LONDON (Reuters) – Private equity groups are encouraged to take “undue risks” by high rewards, the co-founder and senior managing partner of private equity group Apax Partners Adrian Beecroft said on Wednesday.
“Where our model goes wrong is the carried interest system rewards us enormously for taking undue risks — we invest 1 or 2 percent into the funds and we make 20 percent of the gains. So it’s not balanced and therefore if people will give us more debt than we ought to take, we’ll take it,” said Beecroft.
The carried interest system is a performance payment linked to annual profits, designed to motivate fund partners who have little or no investment in the fund.
Private equity groups have been frequently criticised for acquiring companies, loading them with high levels of debt only to float or sell them on in a couple of years at a vast profit.
Speaking at the launch of a report on company stewardship by think tank Tomorrow’s Company, Beecroft defended the reputation of private equity, saying it is a long-term investor interested in growing company earnings.

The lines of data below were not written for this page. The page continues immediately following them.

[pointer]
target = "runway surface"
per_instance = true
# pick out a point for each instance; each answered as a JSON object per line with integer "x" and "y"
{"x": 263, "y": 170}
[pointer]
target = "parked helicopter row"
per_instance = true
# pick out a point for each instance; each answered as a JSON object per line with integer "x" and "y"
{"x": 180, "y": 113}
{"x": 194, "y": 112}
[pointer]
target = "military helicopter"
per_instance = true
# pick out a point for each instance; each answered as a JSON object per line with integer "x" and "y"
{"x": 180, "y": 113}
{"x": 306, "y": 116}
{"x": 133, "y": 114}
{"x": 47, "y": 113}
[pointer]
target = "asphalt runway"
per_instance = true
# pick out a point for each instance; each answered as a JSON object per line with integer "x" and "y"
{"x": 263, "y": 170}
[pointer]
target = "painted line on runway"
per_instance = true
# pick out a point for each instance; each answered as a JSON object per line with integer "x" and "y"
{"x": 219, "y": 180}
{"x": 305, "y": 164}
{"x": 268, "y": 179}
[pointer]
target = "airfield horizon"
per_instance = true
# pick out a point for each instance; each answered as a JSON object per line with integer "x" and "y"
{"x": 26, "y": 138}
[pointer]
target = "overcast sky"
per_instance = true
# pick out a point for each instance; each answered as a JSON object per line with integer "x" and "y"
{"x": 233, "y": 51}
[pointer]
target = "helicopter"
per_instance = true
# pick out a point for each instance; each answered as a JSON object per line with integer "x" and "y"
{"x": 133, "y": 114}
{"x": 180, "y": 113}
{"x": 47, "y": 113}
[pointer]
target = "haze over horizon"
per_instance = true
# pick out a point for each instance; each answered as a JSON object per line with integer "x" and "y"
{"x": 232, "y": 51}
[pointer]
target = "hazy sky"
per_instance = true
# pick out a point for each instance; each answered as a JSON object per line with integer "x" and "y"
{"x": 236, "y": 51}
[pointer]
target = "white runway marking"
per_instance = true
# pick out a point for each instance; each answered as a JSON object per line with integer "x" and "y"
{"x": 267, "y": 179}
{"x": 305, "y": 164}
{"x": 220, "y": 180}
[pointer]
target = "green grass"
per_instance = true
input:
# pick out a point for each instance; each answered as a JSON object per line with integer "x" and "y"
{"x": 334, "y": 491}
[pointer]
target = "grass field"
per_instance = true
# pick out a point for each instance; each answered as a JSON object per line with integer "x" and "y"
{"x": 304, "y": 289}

He added that private equity can align with companies’ management and give them greater ownership than their public counterparts.
Apax Partners is one of the world’s largest private equity groups, usually investing in companies valued between $1-5 billion. Its investments include fashion brand Tommy Hilfiger and business to business publisher Incisive Media.
Beecroft criticised investors and companies alike for taking too short-term an approach that has hastened the credit crisis.
“The key to the whole thing to me seems to be personal motivations. Everybody in the system does what is in their own best interests — and the secret to good stewardship is to get everybody’s longer term interests aligned with the longer term interests of the company,” he said.